Path: blob/main/Homework/Lesson 08 HW - Hyper Opt Project/Homework_08.ipynb
870 views
NOTE
If you have troubles with this notebook, make sure you're using the Ubuntu 22.04 Software Environment (Settings -> Right Column) and the Python 3 (system-wide) kernel (upper right corner of notebook).
Lesson 08 Homework - Hyperparameter Optimization (Project)
When asking questions about homework in Piazza please use a tag in the subject line like HW1.3 to refer to Homework 1, Question 3. So the subject line might be HW1.3 question. Note there are no spaces in "HW1.3". This really helps keep Piazza easily searchable for everyone!
For full credit, all code in this notebook must be both executed in this notebook and copied to the Canvas quiz where indicated.
Note: This introduction is not included in the Canvas quiz.
For this project you're going to apply hyperparameter optimization to both a regression and a classification problem.

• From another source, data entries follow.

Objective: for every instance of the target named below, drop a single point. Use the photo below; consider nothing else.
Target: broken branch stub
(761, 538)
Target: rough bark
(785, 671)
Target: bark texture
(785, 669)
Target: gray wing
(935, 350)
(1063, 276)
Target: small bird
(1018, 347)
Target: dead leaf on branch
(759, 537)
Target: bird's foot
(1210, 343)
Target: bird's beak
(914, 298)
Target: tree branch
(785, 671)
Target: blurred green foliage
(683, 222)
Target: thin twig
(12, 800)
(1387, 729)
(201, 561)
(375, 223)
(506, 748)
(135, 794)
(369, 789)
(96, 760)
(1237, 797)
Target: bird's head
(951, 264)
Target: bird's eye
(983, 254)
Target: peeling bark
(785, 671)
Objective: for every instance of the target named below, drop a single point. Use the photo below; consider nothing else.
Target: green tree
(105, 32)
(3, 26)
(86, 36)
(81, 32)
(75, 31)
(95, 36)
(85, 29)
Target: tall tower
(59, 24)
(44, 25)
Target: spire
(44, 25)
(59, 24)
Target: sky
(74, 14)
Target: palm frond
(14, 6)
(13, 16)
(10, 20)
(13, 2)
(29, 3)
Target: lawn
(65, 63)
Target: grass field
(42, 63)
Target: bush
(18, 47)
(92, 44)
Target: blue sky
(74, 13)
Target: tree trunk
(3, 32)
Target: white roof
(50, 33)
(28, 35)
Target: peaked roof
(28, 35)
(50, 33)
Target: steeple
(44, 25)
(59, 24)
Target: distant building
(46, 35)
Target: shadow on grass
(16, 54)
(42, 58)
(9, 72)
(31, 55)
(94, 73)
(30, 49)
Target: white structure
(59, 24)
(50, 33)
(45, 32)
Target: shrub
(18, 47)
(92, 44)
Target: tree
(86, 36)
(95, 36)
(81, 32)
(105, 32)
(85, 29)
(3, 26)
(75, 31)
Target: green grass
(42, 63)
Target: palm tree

It looks like a lot to do below, but it's mostly a matter of modifying code from the presentation.
Objective
For each of the models in parts 1 and 2 below, apply the following 4 tuning methods from the presentation: GridSearchCV, RandomSearchCV, BayesSearchCV, and TPOT.
For TPOT: In Part 1 you will only do hyperparameter optimization for ExtraTreesRegressor. In Part 2 you will do both hyperparameter optimization and also run TPOT and let it choose the model. See the presentation for examples of both.
Specific Quiz Questions
Follow along and use the required parameters and random seeds so that you can correctly answer the quiz questions.
Regarding data
To answer the multiple choice quiz questions, you'll need to use the data we have chosen.
We encourage you to try these out on your own data, too, to deepen your learning.
Part 1 - Optimize Extra Trees Regressor
Hints for Part 1
This section is very similar to the lesson. You should be able to mimic the lesson to finish this section!Find optimized hyperparameters for an extra trees regression model.
In the lesson, our TPOT AutoML code suggested that a viable algorithm to explore would be the ExtraTreesRegressor
. For part 1 of your homework, you'll use sklearn's ExtraTreesRegressor and attempt to optimize the hyperparameters.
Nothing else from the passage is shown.